The COVID-19 pandemic and the ensuing lockdowns have the legal community debating and exploring force majeure. That, however, does not rule out the imminent likelihood of international arbitration locking horns with domestic insolvency law. Arbitration agreements and subsequent awards may possibly be left redundant and award-holders remediless where insolvency proceedings are commenced in respect of a party. This post argues that the legitimacy of an arbitration agreement or an award-holder’s right to seek enforcement of such an award should remain unaffected despite any pending domestic insolvency proceedings.

 

Introduction

Whether or not non-performance of a contract triggers its force majeure clause is for the fact finder to decide. However, for purposes of this post, it is possible that the party claiming impairment may also be tackling insolvency.

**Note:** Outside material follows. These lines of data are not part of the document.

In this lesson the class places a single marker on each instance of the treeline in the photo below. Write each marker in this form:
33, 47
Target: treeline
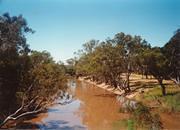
28, 79
114, 60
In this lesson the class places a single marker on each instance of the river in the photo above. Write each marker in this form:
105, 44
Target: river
92, 109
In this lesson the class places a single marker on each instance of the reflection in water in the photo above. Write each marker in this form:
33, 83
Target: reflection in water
93, 109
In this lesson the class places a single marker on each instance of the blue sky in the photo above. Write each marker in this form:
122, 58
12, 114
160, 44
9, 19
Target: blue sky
62, 26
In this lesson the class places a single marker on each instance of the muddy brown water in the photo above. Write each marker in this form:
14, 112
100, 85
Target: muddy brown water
93, 109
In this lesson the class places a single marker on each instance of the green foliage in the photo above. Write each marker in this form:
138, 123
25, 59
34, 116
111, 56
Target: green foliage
19, 69
172, 52
107, 61
13, 58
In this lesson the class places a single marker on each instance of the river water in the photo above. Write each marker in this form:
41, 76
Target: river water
92, 109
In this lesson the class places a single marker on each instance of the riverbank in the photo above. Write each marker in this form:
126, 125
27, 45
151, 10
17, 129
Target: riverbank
148, 92
135, 79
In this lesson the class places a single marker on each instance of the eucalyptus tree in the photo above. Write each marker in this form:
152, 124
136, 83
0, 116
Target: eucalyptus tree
13, 58
172, 52
132, 47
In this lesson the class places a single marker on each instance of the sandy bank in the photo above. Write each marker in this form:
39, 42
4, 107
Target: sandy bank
108, 88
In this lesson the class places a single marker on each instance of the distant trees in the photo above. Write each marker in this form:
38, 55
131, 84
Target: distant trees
113, 60
108, 61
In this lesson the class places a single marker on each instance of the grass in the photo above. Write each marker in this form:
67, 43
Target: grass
168, 103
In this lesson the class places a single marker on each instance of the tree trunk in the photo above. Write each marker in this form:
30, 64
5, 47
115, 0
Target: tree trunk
162, 87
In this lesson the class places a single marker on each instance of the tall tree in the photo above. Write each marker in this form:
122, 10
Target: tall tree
13, 49
172, 52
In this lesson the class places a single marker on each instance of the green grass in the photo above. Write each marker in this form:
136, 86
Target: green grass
169, 103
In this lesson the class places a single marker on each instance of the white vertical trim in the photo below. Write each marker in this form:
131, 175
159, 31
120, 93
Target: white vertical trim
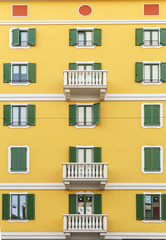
143, 160
9, 159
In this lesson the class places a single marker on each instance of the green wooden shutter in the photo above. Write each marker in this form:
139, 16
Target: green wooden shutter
15, 37
139, 39
163, 206
31, 206
96, 113
31, 36
72, 115
97, 154
163, 36
18, 159
156, 115
97, 66
72, 37
97, 37
163, 72
97, 204
72, 66
6, 72
138, 71
72, 154
147, 115
139, 206
31, 115
6, 115
5, 206
72, 203
32, 72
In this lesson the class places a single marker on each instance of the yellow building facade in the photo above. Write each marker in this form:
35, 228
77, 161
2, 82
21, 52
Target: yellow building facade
82, 119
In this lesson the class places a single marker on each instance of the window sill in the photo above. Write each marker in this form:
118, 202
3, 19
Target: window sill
143, 46
19, 126
15, 47
19, 84
93, 126
18, 221
152, 221
151, 83
85, 46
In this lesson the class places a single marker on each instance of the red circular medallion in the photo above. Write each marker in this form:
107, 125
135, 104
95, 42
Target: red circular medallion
85, 10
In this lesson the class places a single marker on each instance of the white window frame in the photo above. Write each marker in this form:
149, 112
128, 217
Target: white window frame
143, 159
20, 5
12, 220
151, 29
85, 29
151, 4
142, 115
152, 63
84, 104
20, 83
10, 39
153, 221
20, 104
9, 159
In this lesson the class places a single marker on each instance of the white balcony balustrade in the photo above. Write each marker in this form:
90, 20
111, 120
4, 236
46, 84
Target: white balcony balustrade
85, 223
80, 173
85, 84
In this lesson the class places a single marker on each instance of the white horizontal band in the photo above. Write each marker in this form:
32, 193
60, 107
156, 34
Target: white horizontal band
84, 22
61, 186
61, 97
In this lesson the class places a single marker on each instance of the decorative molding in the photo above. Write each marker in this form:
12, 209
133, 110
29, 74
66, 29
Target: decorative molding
33, 235
61, 97
83, 22
61, 186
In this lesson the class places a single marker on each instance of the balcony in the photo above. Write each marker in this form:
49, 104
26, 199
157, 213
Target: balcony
84, 175
75, 223
85, 85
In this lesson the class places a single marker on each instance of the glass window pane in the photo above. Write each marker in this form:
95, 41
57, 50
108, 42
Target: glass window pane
23, 206
81, 116
15, 117
155, 73
81, 38
155, 39
24, 38
15, 73
23, 119
148, 207
146, 38
14, 207
23, 73
146, 73
88, 116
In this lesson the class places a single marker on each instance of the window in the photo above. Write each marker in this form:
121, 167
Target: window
82, 37
84, 115
19, 73
19, 115
150, 37
18, 207
152, 115
152, 159
18, 159
22, 37
84, 154
148, 207
150, 73
82, 203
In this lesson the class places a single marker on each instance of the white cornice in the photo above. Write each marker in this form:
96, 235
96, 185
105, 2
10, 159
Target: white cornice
33, 235
83, 22
61, 186
61, 97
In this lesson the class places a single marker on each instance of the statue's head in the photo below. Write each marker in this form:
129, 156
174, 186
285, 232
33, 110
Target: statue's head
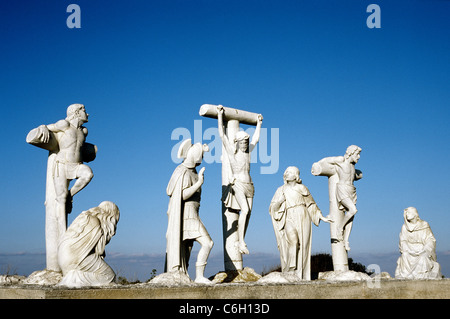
352, 153
108, 214
242, 141
77, 111
411, 214
292, 174
192, 153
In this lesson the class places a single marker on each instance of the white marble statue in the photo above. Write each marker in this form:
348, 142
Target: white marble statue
418, 249
341, 174
184, 224
237, 186
292, 210
238, 195
81, 251
65, 141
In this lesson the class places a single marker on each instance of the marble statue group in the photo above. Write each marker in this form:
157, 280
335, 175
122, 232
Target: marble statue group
77, 251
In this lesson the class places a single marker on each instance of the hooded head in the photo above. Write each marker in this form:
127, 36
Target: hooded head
241, 140
192, 154
412, 220
292, 173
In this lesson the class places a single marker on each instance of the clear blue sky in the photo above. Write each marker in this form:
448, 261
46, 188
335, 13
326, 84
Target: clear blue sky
314, 69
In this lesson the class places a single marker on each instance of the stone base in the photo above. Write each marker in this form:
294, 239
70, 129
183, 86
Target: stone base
43, 277
172, 278
349, 275
236, 276
316, 289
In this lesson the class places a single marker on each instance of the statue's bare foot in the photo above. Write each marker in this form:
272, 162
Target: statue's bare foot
347, 245
339, 232
202, 280
243, 248
69, 204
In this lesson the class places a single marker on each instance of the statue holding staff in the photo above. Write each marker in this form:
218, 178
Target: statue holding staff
238, 195
66, 142
184, 224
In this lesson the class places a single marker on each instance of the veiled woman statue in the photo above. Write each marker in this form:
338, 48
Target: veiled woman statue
417, 248
293, 209
184, 224
82, 247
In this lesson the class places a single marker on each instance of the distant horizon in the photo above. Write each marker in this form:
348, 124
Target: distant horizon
140, 265
322, 73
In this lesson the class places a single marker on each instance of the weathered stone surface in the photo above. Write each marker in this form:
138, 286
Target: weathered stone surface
236, 276
349, 275
316, 289
43, 278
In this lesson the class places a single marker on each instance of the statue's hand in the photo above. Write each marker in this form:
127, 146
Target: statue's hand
45, 133
200, 175
327, 219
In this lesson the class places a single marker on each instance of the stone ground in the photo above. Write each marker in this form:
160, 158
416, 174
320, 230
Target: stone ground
271, 286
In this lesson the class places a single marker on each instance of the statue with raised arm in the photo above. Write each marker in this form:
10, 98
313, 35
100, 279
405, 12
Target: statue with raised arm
341, 174
238, 194
81, 251
184, 224
65, 141
418, 249
293, 210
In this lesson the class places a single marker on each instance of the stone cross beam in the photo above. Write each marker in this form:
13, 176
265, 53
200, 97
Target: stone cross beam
55, 222
232, 118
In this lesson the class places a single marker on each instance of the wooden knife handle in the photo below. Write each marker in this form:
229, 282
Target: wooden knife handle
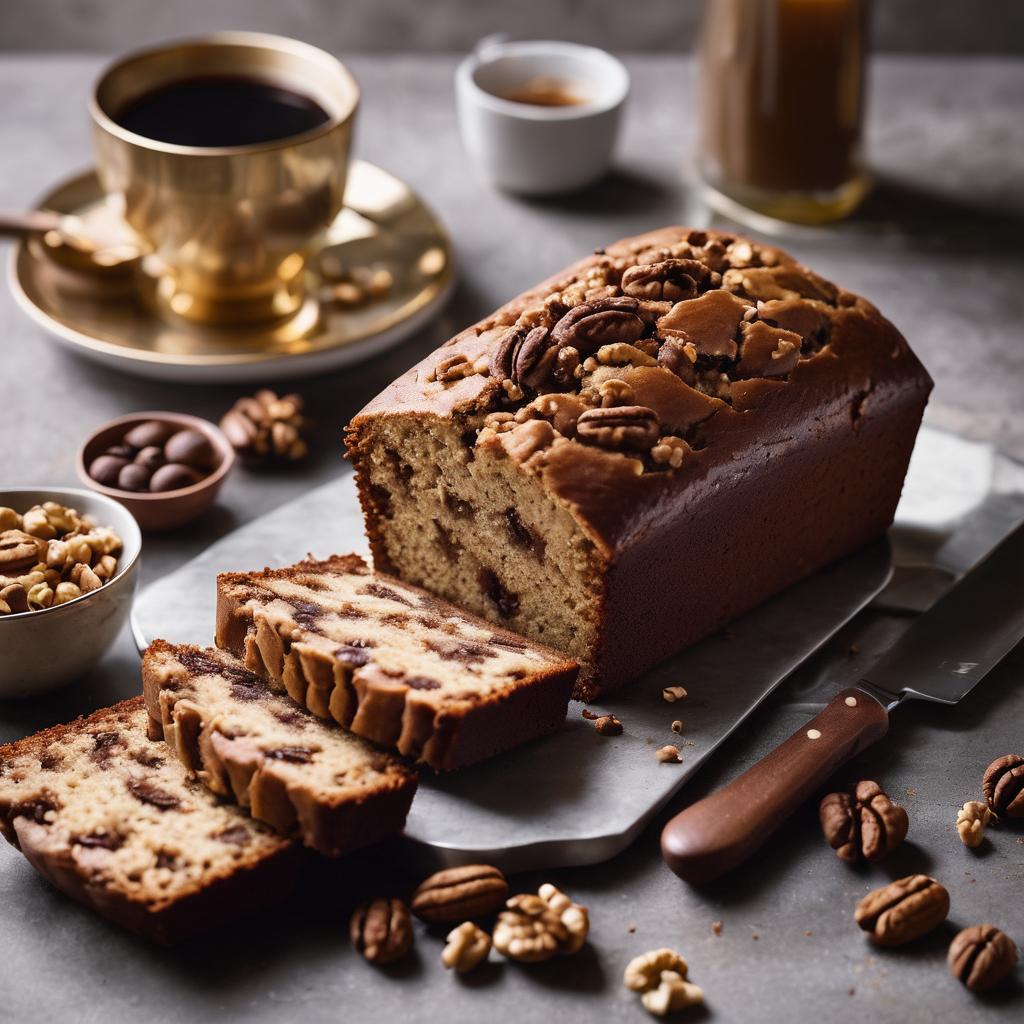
720, 832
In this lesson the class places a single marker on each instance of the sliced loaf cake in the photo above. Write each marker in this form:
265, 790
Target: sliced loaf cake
112, 819
314, 781
392, 663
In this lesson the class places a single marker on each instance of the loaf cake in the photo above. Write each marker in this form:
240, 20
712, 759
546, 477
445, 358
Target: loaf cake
392, 663
112, 819
305, 779
622, 460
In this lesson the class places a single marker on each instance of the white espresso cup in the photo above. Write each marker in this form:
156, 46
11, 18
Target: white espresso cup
534, 148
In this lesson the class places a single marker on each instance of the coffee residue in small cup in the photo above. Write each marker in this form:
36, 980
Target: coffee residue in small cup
545, 91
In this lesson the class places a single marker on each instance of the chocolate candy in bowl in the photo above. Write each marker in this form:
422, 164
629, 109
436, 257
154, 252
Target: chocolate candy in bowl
166, 468
69, 629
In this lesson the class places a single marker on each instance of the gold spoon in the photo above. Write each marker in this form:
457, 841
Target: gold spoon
102, 246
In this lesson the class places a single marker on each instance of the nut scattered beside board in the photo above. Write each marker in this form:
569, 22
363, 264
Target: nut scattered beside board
981, 956
659, 978
382, 931
903, 910
1003, 784
460, 893
862, 824
264, 427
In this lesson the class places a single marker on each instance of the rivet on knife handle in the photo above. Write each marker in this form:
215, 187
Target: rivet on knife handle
720, 832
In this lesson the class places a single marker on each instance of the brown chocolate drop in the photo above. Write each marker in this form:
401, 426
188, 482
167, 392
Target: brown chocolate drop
146, 793
504, 600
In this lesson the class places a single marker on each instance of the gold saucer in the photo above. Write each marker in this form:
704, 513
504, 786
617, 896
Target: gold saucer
383, 272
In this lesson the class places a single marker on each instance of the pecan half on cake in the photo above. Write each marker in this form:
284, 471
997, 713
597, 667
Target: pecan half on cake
112, 819
392, 663
623, 459
306, 779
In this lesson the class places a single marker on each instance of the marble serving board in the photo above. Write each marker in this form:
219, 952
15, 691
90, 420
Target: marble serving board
574, 797
579, 798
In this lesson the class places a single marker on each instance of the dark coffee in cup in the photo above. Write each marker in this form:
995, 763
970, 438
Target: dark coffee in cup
221, 111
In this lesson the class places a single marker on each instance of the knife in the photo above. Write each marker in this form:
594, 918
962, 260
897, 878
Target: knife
941, 657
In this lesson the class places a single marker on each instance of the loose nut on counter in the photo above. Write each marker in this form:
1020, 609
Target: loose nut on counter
537, 928
673, 993
971, 821
264, 427
659, 977
903, 910
458, 893
1004, 786
981, 956
863, 824
466, 947
382, 930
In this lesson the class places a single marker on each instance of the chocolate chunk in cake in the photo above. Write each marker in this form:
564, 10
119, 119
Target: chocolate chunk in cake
130, 835
331, 790
409, 672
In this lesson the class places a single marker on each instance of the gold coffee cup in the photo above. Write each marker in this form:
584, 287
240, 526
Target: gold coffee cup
226, 229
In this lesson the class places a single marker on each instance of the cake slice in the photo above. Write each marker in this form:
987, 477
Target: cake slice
108, 816
392, 663
331, 790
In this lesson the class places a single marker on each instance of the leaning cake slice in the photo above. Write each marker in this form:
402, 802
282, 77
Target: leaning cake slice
333, 791
392, 663
107, 815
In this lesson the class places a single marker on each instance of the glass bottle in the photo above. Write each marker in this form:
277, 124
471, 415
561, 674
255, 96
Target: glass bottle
781, 107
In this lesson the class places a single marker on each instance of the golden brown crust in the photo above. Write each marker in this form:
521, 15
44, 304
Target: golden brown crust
262, 877
331, 790
714, 446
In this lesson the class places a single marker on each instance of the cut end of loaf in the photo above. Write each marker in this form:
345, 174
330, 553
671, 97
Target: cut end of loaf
469, 525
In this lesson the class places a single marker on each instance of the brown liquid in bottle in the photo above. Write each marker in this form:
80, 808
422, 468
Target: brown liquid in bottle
781, 104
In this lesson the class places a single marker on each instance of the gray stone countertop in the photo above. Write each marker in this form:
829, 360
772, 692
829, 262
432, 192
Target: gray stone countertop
937, 249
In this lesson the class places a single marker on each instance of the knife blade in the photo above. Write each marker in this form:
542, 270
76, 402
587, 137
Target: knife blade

Insolvency legislations are designed with domestic economic objectives, aiming to support a state’s economic, social and political goals. Whether insolvency results in reorganization of the debtor or liquidation of his assets, all claims and enforcements against the debtor are extinguished. In case of liquidation, the debtor ceases to have a corporate existence and in the alternative, reorganization cannot take place until all pending claim proceedings against the debtor are buried. In any event, insolvency law is centralized and formalistic. Arbitration, on the other hand, is decentralized, contractual and party autonomy based. The United Nations Convention on the Recognition and Enforcement of Foreign Arbitral Awards, 1958 (the ‘Convention’) lays down the crucial tests for the success of arbitration, and supports the idea of arbitration.

 

The Intersection

In case of a conflict, most international arbitration award holders would not find enforcing awards against an insolvent debtor worth their candle. It takes years of efforts and resources to conclude an arbitration, which is a result of parties’ consent and investment of mind by both parties and the tribunal constituted pursuant to their consent. The conflict of laws approach mostly focusses on the issues of procedural and substantive laws applicable to an arbitration. The concept of arbitrability is wider in the international context than in a national context.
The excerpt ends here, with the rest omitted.